Dentry cache scalability

勉強がてら LWN.net を毎週見ているので、メモを晒していこうかと。元ネタはこちら
http://lwn.net/Articles/419811/

dentry cache はファイル名の lookup 処理 (ファイル名から dentry を検索する処理) の性能にとても効くのだけれど、これまで dentry cache の競合回避のために、グローバルな dentry_lock が使われていて、スケーラビリティが皆無だった。

これまでの dentry cache の排他制御には特殊な点があって、dentry cache 削除の場合だけ RCU を利用していた。このため、lookup 処理が途中でブロックしないならば競合の心配はないが、現実的な状況ではブロックしうるため、lookup の経路上の dentry cache の参照カウントを1ずつ上げて競合を回避している。参照カウントに頼って lookup するため、これは ref-walk な実装だと言える。

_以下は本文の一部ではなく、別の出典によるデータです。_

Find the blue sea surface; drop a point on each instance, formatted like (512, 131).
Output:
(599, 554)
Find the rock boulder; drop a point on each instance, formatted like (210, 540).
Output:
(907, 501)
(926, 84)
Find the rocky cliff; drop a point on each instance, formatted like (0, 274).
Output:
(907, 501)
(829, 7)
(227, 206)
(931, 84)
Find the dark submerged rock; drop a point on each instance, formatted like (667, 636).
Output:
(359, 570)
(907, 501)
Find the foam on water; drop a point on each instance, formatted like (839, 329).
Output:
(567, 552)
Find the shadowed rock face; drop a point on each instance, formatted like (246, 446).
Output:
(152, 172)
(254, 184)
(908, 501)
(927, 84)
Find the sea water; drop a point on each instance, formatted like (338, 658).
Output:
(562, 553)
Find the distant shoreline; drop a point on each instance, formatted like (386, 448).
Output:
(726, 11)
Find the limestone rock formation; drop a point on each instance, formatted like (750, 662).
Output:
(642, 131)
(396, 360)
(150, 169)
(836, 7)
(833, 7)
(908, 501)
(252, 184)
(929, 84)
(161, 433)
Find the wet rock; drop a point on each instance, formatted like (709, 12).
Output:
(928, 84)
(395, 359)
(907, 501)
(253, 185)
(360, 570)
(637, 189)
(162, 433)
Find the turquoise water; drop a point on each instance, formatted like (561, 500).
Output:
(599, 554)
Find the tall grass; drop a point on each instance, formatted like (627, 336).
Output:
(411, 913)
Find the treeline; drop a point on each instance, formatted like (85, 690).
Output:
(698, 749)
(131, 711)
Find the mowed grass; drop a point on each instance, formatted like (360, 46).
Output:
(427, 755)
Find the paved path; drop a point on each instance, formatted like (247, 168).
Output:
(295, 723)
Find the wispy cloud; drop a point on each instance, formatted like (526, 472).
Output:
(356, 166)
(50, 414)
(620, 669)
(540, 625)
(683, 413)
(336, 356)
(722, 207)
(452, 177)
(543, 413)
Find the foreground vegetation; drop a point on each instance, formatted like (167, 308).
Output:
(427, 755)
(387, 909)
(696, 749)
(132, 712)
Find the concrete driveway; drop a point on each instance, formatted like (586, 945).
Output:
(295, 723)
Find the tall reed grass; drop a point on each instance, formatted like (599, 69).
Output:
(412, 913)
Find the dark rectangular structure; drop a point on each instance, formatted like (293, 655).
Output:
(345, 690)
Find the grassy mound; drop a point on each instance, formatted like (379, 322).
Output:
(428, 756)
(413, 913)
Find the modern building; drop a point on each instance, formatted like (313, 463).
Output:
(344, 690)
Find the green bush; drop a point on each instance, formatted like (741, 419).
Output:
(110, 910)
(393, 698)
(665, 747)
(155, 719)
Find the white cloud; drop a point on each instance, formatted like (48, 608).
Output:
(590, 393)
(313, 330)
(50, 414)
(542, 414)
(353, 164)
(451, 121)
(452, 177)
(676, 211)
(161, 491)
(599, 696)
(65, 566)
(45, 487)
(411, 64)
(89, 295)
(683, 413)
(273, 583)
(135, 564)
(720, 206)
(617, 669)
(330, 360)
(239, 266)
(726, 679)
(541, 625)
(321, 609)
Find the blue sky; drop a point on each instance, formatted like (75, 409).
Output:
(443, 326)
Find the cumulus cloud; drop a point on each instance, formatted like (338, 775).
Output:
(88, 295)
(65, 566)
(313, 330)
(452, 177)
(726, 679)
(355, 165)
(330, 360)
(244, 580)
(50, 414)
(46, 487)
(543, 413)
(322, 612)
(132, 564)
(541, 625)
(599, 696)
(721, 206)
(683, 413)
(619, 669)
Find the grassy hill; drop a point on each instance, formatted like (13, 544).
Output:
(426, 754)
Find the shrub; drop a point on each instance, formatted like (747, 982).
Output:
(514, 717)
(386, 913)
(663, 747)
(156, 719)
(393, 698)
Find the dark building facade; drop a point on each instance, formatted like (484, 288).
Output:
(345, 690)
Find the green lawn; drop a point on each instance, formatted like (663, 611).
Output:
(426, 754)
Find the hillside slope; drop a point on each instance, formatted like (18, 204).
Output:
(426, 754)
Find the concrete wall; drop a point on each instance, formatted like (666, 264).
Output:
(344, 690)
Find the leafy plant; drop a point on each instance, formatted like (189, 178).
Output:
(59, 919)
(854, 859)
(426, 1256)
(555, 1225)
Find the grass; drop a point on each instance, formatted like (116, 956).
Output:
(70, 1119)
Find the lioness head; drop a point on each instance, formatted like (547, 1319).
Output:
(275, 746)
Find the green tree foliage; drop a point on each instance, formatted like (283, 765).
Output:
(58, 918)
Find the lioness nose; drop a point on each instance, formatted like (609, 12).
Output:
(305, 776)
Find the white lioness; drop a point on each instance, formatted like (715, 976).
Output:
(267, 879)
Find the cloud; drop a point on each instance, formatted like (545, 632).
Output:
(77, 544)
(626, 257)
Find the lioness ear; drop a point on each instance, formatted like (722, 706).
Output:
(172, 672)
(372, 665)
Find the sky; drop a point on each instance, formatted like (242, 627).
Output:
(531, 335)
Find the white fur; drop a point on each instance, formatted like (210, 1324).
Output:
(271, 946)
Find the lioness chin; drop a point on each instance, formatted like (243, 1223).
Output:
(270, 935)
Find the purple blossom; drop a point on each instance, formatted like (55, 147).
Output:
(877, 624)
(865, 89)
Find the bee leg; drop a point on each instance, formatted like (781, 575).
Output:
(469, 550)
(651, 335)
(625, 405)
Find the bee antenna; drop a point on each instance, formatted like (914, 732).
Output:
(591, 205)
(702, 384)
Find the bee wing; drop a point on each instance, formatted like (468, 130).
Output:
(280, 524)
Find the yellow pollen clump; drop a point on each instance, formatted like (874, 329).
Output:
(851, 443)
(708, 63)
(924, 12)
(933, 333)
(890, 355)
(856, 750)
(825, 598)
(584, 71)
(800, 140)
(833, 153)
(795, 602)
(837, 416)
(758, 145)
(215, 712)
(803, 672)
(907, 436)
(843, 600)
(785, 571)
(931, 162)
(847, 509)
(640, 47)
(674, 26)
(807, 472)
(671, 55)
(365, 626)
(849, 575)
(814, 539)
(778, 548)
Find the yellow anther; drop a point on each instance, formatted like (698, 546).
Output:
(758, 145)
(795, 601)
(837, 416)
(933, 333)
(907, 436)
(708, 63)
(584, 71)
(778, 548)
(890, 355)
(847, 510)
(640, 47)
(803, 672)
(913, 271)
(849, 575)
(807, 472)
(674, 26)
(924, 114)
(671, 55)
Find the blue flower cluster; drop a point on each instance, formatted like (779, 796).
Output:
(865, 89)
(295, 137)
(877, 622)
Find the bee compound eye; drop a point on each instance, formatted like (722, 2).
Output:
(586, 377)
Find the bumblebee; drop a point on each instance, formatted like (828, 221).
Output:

Nick Piggin の scalability パッチは既存の ref-walk アルゴリズムを、RCU-walk なアルゴリズムに置き換えるというものである。ただ単に RCU を利用するだけではだめで、頻繁に参照カウントが上げ下げされるとキャッシュが乱れて性能が出ないため、lookup 処理が dentry 構造体の中身を変更しないようにすることが重要である。

他にも、lookup 処理中に dentry がキャッシュ上に見つからず、いったん lookup を中断しなければならないケースや、dentry の変更に対する保護 (dentry の RCU は削除に対する保護のみ) は、気を遣う必要がある。前者は ref-walk 方式の lookup でやり直すことで対応し、後者は seqlock で同時変更を検出したときに lookup をやり直すことで対応しているようだ。